We say we are fighting the Taleban who sheltered al-Qaeda. In fact they
sheltered foreign fighters - lauded by President Reagan at the time - who helped
them expel the Soviets. Al-Qaeda itself has no formal organizational structure
and seems to have become an idea. So we have al-Qaeda in Iraq, in Yemen, in
Somalia, etc. It is logical to ask, if we must fight in Afghanistan, why not the other
The people we are fighting, Pashtoons, live on both sides of a porous border
drawn up arbitrarily by the British and not recognized by the locals. Families live
on both sides and cross freely - now somewhat hampered by unpopular
militaries. No Pashtoon has ever been involved in any international terrorism.
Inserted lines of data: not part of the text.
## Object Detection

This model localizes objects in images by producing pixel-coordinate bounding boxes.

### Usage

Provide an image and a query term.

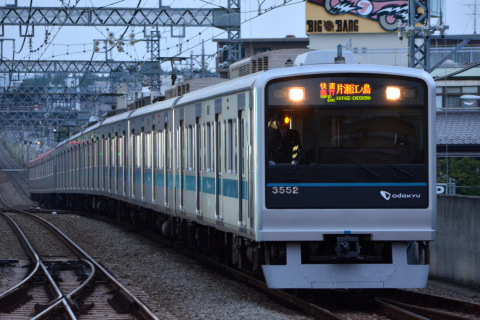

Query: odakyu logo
[380,190,421,200]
Their quarrel is with the Tajik dominated central government and our support of it
and presence there. Yet, we have forced Pakistan to violate its treaties with the
semi-autonomous Pashtoon tribes living in FATA (Federally Administered Tribal
Areas) and attack them. As a result the largely semi-literate conservatively
religious tribes, whose members often come down to seek construction and
other such jobs in Pakistan proper, are in revolt.
Before 2004, there were no attacks in Pakistan and no Taleban there; now it is
suffering continual suicide bombings with a couple of dozen Taleban groups
claiming responsibility. The heavy-handed approach required by us of the
Pakistan military in Swat to combat a few thousand, whose presence in the valley
was a direct result of the earlier army offensive in the tribal areas, has caused
devastation on a scale never seen before in Swat. Homes, orchards (which take
years to grow), livestock destroyed and estimates of two to four million
refugees. The estimates vary because many have moved in with families in other
parts of Pakistan.
Since the border police/military is drawn mainly from local populations, Pakistan
is in the midst of a defacto civil war in Balochistan and the Frontier provinces.
Without the resources for such a protracted conflict and dependent on
Balochistan for natural gas suppplies, it is also facing economic collapse.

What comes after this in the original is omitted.